Markos Moulitsas Zúniga, censorship officer at Daily Kos
The Web is becoming hostile to free speech and not only governments [1] are to blame. Some feeble-minded people call posters whom they don't agree with trolls and then delete their words while insisting that they support free speech [2,3]. Freedom and censorship cannot co-exist. The latter example, Daily Kos, deleted many accounts of someone who hangs out in our IRC channels because he vigorously opposed war crimes and wanted Bush arrested. Even in a 'leftist' site like Daily Kos this is apparently not allowed. Comments oughtn't be there to worship or decorate one's own message (article's author), they should be there to present a diversity of views, including disagreement. Anything else would be a farce in disguise, like Linux 'Advocates' (if Dietrich does not agree, the comment gets deleted). Below are two new examples of this trend getting worse and worse, with restrictions increased and regulations tightening.
A website with the aim of addressing flaws in Finland’s secretive child porn filter has ending up on the same list. The Finnish Supreme Court has ruled that censoring the website is justified as it lists domain names of sites that are currently blocked. While the site itself doesn’t host or link to illegal content, the court argues that society’s obligation ‘to protect the children’ trumps freedom of speech in this case.

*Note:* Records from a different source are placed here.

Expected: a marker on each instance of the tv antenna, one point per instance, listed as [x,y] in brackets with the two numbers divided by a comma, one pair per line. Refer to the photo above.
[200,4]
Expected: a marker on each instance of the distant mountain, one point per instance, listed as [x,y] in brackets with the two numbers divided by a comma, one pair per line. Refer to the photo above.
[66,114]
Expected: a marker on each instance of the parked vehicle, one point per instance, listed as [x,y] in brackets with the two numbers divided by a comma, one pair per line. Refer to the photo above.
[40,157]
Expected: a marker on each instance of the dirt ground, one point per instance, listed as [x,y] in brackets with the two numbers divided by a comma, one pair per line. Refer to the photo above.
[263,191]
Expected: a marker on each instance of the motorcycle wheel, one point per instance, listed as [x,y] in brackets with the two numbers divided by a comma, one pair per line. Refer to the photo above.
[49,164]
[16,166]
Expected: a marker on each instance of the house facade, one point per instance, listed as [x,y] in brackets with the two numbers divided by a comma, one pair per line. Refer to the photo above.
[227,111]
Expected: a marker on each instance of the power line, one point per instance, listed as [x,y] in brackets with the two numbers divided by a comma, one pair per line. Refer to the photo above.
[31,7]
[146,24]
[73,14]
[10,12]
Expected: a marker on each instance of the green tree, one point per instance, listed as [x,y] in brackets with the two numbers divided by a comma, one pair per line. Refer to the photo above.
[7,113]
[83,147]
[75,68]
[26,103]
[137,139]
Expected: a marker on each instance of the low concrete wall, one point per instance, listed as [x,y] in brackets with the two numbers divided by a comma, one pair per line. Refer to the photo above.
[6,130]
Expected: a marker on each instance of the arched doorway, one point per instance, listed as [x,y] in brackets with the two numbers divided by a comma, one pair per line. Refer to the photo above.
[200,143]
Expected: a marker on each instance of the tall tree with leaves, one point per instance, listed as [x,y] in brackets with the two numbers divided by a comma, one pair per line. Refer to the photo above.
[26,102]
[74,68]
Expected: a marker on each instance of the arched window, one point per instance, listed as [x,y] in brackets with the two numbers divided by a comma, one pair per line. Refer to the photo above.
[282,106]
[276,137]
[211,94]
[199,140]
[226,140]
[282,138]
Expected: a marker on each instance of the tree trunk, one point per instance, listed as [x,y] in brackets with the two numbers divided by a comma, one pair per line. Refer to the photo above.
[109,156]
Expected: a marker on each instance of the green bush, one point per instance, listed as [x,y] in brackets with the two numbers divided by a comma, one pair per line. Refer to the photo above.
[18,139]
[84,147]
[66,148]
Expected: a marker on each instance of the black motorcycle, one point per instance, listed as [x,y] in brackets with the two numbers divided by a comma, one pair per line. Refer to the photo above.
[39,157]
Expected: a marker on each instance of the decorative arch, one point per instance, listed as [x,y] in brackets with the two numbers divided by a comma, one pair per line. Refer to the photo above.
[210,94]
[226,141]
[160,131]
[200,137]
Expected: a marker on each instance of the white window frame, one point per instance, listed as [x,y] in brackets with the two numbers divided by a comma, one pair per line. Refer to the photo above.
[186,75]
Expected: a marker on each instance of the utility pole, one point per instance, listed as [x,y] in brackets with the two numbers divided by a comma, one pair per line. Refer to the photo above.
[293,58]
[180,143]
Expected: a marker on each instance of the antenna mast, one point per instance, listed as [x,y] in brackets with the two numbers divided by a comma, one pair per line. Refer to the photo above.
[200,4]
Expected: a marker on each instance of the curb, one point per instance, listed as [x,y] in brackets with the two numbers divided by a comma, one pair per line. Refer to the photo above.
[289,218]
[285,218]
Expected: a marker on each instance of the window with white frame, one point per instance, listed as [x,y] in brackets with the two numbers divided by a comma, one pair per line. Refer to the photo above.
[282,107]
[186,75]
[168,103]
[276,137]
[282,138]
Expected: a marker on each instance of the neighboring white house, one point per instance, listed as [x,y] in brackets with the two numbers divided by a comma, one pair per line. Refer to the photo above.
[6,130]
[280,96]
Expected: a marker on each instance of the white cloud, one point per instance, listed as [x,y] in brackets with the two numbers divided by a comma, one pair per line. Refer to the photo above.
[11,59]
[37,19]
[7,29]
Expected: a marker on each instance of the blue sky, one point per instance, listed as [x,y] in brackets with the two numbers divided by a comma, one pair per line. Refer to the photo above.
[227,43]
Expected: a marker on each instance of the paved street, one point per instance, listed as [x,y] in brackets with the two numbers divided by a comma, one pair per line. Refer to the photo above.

The days of anonymous commenting on The Huffington Post are numbered. Founder Arianna Huffington said in a question-and-answer session with reporters in Boston Wednesday that the online news site plans to require users to comment on stories under their real names, beginning next month.
Also, before we get into the rules, I saw Bob Johnson's diary about the problems with the new instant posting. When we first added the waiting period, the idea was to weed out ideological trolls. When we eliminated that waiting period, our fear was that we'd be swamped with conservatives or third-party trolls. Instead, we've been hit hard with commercial spam. Who knew commercial spammers were being weeded out with a one-day waiting period?